I'm trying to show that the polynomial $f(x) = \frac{x^5}{32}-3x-2$ is irreducible over $\mathbb Q$.
Obviously $f$ doesn't have a root over $\mathbb Q$ so I tried to use Gauss lemma for $32f$ and that led to nothing, also trying to use $x+a$ for several integers $a$ instead of $x$ in $f$ wasn't useful.
It seems like it would be the best to show that $f(2x)$ is irreducible (which is easily obtained by Eisenstein criteria), but it seems like subtituting $x$ with $2x$ will hurt the irreducibility (for instance consider $x\in \mathbb Z [x]$ is irreducible but $2x = (2)(x)$).
So what else can I try?
If $f(x)$ is reducible - say $f(x) = g(x)h(x)$, then $f(2x) = g(2x)h(2x)$ is reducible. So here it is fine to work with $f(2x)$.
Your counterexample doesn't work, as Gauss' Lemma - that irreducibility over $\mathbb Q$ is equivalent to irreducibility over $\mathbb Z$ - only works for monic polynomials. $2x$ is indeed irreducible over $\mathbb Q$.
And $f(2x) = x^5 - 6x - 2 $ is irreducible by Eisenstein's criterion.

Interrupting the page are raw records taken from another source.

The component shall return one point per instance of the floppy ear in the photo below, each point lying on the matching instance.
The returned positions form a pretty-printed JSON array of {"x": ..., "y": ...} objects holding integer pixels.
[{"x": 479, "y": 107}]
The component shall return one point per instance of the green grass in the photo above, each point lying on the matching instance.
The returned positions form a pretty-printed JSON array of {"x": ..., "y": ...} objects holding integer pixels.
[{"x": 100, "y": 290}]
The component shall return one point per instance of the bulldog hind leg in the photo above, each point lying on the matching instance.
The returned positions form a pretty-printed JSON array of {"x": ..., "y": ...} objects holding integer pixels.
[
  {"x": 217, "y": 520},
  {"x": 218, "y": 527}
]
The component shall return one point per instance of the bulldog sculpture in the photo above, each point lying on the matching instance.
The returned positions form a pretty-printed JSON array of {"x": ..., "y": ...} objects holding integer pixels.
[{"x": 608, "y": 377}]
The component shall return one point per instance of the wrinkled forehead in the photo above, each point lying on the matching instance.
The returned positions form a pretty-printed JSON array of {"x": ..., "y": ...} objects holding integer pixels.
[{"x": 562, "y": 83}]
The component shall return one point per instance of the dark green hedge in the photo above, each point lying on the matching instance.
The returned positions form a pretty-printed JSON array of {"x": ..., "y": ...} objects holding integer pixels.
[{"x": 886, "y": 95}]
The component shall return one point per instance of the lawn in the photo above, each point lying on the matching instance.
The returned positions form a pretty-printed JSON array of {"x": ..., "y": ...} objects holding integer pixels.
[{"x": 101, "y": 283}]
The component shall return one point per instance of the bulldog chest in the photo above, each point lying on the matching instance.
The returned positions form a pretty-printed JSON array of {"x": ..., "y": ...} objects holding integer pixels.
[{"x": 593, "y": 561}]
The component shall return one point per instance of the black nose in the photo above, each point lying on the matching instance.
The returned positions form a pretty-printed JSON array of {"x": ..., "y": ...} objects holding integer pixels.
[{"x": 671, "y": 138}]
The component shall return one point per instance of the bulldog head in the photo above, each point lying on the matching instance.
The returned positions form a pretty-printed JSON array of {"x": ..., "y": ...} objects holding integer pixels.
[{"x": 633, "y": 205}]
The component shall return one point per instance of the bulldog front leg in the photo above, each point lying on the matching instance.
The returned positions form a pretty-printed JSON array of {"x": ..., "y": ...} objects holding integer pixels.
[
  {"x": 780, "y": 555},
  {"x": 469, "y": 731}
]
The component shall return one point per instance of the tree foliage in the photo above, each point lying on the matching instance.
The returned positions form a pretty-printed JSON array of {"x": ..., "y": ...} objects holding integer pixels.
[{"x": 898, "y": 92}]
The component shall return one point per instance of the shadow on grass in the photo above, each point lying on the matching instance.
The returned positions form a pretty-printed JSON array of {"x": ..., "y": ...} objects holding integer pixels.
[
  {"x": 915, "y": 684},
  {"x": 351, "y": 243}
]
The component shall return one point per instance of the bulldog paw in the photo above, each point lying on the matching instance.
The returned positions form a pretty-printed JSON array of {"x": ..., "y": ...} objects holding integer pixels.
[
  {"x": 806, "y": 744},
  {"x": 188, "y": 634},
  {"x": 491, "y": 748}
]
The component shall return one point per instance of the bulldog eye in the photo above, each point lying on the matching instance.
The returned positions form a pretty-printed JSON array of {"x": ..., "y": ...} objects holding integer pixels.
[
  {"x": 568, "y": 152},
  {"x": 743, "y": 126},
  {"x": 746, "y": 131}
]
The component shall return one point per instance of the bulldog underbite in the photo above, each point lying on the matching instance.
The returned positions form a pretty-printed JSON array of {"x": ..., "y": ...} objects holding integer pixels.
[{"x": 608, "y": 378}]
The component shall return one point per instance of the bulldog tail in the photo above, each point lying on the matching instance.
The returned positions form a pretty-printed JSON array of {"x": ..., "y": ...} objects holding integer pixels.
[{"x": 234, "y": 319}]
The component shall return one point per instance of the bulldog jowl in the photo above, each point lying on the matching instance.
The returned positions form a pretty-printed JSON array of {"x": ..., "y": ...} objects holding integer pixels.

In general, $f(x)$ is irreducible, if and only if $f(ax+b)$ is irreducible by the same argument as above:$$f(x) = g(x)h(x) \implies f(ax + b) = g(ax + b)h(ax + b)\\f(ax + b) = g(ax + b)h(ax + b)\implies f(x) = f\left(\frac1a(ax+b)-\frac ba\right) = g(x)h(x)$$
This will, however, not work over $\mathbb Z$ if $a \ne \pm1,\ b\not\in\mathbb Z$, as the resulting polynomial will no longer be monic and/or in $\mathbb Z[X]$.